I started playing competitively when I was 12 years old but not really seriously until I made the Romanian Junior Team when I was around 16-17.
|Q:||How many master points do you have?|
|A:||I don’t really take all that much stock in master points because “I think they are a very bad way to measure one’s bridge achievements.” But to answer your question, I have over 150 World Bridge Federation master points which qualifies me to be a World Master.|
|Q:||One of the nice things about playing bridge competitively is that you get to travel and meet people from all over. Where in the world have you played to-date?|
|A:||Outside of Romania, I’ve played in Croatia, Amsterdam and in Jesolo, near Venice. Since I’ve been in the U.S., I have been to the Nationals in Boston, Houston, Washington, D.C. (a gorgeous city), San Diego, Reno, New Orleans, Orlando and Louisville and plan to play in Seattle in November.|
|Q:||What is there about the game that you find so compelling?|
|A:||Justin Lall, the top junior player in the U.S., summed it up pretty well on his blog
“As for me I guess the most important thing is that bridge is a game that is always challenging and involves a great deal of strategy. There is always something new to learn and it never stops being interesting once you start loving the game. While this is true of many other games (chess, poker, backgammon), bridge is different because it is one of the few games that also requires you to establish a working partnership and managing that partnership is crucial to excelling at bridge. In addition, the competitive atmosphere at bridge tournaments is something that really suits my personality because it pushes me to do my best and allows me to compare my performance to that of others.”
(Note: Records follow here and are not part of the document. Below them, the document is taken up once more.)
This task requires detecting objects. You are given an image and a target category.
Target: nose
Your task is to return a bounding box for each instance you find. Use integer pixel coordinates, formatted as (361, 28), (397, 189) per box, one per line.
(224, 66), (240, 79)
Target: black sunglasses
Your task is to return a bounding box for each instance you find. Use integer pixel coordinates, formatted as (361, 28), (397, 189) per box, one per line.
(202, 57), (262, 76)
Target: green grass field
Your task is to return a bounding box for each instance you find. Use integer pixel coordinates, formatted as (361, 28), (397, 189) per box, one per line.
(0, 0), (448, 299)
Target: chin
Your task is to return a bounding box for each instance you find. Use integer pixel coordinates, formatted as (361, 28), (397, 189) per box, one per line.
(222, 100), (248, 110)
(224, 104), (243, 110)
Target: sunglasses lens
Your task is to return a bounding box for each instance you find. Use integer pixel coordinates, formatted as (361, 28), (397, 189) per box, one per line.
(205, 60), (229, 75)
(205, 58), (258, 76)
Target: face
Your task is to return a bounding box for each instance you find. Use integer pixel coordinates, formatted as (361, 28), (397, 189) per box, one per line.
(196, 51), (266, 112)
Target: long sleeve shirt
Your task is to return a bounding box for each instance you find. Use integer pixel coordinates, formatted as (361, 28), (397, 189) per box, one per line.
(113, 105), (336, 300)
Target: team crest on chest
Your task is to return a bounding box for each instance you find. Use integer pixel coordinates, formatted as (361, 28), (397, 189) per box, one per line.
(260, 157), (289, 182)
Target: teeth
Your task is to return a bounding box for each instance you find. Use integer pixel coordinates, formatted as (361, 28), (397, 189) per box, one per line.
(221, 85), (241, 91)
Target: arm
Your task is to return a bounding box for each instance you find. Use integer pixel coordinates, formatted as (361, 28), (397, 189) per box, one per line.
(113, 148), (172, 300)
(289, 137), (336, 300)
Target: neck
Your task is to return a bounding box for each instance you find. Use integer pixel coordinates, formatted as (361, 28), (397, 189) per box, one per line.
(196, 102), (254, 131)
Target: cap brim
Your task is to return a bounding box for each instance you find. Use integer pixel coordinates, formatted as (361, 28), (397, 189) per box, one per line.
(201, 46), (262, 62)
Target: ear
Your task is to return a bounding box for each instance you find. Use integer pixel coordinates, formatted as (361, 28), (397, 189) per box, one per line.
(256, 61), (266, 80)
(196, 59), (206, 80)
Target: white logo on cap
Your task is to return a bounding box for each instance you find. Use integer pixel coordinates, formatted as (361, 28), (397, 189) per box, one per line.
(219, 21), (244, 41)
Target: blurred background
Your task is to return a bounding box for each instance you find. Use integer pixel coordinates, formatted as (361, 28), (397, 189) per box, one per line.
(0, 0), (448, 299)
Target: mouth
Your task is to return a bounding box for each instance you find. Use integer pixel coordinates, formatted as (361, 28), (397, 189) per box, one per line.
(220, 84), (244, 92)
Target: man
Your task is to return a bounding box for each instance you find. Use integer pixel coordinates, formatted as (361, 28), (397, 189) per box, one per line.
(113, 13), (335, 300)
|Q:||Was the hand outlined in The New York Times bridge column the most interesting one you ever played?|
|A:||“Not even close”! I don’t have a great memory for the hands I played well in the past. I can, however, recall the details of the mistakes I’ve made. In my own mind, some of those “atrocities” tarnish the shine on the medals I have won.|
Marius will be completing his degrees in December. At the moment, he is uncertain as to what the future has in store and is considering several options. One thing, though, is certain, Marius will continue to play and enjoy bridge and if he applies the skills of strategic analysis and judicious restraint that he has learned from the game as described in the bridge column to whatever problems present themselves in his personal and professional life, he will surely succeed.